Quand je suis allé à la police, deux femmes m'ont regardé avec des visages très sérieux. Ils ont dit: "Julia, nous comprenons tout. Mais les enfants vous ont lu. Et nous avons appris que vous distribuiez de la pornographie." Ils étaient si alarmés que je me suis tendu et que j'ai commencé à faire le tri dans ma tête: à quoi cela pourrait-il ressembler sur mes pages? Et ici, ils m'ont montré des captures d'écran. C'étaient mes images sur le sujet du corps positif. Les femmes avec les cheveux et les plis, peintes d'une manière naïve. Pour les images étaient des légendes dans le style "Les femmes vivantes ont la graisse, et c'est normal." L'idée est très simple. Ce ne sont pas des images qui ne doivent pas faire peur à votre corps, le naturel est normal.
J'ai dessiné ces affiches en été et les ai présentées à mon public. Il n'y a absolument rien de remarquable en eux - au contraire, il n'y a aucune originalité en eux. Quand j'ai vu pourquoi on m'avait appelé, j'étais prêt à éclater de rire.
Lundi, j'ai de nouveau dû me rendre à la police pour rédiger une note explicative indiquant qu'il n'y avait aucune connotation sexuelle dans mes dessins. La police et le personnel du centre "E" ont un épais dossier avec mon explication et des captures d'écran. Je ne sais pas ce qu’ils vont en faire, s’ils vont conclure un marché contre moi.
Tout ce que je raconte de mes conversations avec la police me semble ridicule. Mais en fait, c'est très difficile. Les policiers en cercle posent les mêmes questions, élèvent la voix, n'écoutez pas ce que vous leur répondez. Cela me met psychologiquement beaucoup de pression. Ils m'ont récemment montré mon message avec le hashtag #savelgbtinrussia. Il était dédié aux homosexuels tchétchènes et a appelé à la fin de la torture. Ils ont demandé: "Est-ce votre message?" Bien sûr, il était à moi, de plus, il était complètement neutre - j'étais totalement incompréhensible sur ce que je pourrais trouver à redire là-bas. Et puis ils m'ont montré une autre capture d'écran - avec le même hashtag, mais aussi avec des images pornographiques. Ils ont commencé à me convaincre que si le même hashtag y est utilisé, le courrier est aussi le mien. J'ai d'abord vu ce post et j'ai essayé de le leur expliquer. Mais soit ils n’ont pas compris la vérité, soit n’ont pas prêté une attention particulière.

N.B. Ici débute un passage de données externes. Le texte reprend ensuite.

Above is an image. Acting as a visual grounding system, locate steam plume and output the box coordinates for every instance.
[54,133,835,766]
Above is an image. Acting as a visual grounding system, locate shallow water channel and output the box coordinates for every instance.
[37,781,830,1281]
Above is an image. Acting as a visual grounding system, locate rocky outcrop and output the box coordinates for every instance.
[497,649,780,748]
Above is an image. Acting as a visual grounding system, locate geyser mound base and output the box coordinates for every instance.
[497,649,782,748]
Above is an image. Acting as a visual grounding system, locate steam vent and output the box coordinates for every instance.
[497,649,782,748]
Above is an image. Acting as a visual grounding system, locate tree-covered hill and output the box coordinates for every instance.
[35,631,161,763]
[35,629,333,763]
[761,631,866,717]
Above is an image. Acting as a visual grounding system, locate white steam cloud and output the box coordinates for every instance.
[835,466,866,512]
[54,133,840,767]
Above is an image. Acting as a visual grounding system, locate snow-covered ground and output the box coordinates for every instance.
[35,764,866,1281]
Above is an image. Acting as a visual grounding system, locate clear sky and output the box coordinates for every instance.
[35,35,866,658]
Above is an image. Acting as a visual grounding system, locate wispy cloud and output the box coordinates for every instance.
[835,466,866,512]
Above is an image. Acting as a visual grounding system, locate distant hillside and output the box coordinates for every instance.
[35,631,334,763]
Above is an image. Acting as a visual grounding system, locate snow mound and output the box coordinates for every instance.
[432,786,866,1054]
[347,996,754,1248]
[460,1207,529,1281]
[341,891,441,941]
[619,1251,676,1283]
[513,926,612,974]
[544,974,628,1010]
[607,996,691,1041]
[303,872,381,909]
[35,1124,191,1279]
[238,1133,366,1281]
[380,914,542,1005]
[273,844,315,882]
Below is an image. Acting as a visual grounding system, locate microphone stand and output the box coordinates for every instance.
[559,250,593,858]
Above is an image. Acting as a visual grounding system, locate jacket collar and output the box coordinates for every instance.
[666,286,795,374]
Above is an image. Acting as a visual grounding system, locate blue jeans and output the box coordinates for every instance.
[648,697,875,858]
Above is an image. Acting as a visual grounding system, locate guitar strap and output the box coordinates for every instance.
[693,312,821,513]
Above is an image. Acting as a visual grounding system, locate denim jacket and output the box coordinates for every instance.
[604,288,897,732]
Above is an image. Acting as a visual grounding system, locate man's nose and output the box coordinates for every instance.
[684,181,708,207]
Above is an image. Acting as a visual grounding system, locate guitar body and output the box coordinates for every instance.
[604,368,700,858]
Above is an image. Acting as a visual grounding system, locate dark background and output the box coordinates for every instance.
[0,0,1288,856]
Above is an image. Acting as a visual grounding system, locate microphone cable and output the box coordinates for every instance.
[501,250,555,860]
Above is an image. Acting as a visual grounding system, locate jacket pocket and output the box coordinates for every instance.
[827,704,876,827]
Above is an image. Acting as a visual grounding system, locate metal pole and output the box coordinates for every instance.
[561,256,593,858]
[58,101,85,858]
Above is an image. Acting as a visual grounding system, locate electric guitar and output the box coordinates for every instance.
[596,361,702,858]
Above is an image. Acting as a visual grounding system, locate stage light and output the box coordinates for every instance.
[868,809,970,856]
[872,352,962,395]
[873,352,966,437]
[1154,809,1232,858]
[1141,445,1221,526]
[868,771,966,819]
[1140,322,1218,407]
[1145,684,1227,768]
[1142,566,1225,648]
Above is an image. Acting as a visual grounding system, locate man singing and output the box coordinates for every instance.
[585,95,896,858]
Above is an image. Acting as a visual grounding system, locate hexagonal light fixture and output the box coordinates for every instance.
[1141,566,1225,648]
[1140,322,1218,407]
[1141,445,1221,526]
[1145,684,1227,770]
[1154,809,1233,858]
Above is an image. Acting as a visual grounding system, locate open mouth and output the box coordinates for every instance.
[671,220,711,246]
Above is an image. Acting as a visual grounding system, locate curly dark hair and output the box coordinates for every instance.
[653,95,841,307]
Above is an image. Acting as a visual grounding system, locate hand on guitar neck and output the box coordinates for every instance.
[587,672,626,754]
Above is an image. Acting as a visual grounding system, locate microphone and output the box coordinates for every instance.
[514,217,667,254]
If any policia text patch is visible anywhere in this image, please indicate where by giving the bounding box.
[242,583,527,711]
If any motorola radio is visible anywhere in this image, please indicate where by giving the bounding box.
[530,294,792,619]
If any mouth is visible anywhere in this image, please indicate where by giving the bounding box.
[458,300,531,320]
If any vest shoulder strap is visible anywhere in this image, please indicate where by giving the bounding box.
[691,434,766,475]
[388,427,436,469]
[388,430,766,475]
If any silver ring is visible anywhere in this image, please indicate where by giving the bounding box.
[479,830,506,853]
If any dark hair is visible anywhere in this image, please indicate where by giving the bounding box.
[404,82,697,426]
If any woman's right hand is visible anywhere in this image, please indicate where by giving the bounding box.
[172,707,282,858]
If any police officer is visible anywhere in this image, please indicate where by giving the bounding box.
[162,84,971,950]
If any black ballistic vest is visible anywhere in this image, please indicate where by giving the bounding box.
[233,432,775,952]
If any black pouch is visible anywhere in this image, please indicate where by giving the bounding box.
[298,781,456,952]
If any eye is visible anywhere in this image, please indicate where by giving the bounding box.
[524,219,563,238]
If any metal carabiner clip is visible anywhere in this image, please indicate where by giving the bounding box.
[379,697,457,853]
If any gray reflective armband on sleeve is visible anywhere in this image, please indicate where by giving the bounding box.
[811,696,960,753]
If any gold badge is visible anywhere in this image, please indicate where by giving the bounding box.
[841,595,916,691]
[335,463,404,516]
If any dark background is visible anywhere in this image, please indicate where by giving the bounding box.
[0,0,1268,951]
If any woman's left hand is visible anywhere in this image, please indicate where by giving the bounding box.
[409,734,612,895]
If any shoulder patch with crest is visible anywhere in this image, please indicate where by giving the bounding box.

La dernière fois que j'étais dans la police, on m'a demandé si j'avais un lien avec l'ambassade américaine et ce que je faisais à l'étranger (j'ai étudié longtemps à Londres). En fin de compte, on m'a conseillé de diriger un peu moins que aktivnichat - ils disent, alors je ne serai plus constamment appelé à la police. Cela ressemblait déjà à une menace.
Toute cette histoire ne m'a convaincu que d'une chose: il faut continuer. Si le mot "bleu" provoque tant de choc et de haine, alors Komsomolsk a plus que jamais besoin de l'activisme. J'ai beaucoup d'idées et d'idées, les performances sont peintes pour les années à venir.
La seule chose que je regrette, c'est que nos étudiants ont vu très tôt à quel point le monde est injuste. Nous leur apprenons qu’il est bon d’être actif, de ne pas se taire. Et maintenant, ils savent ce qui se passe.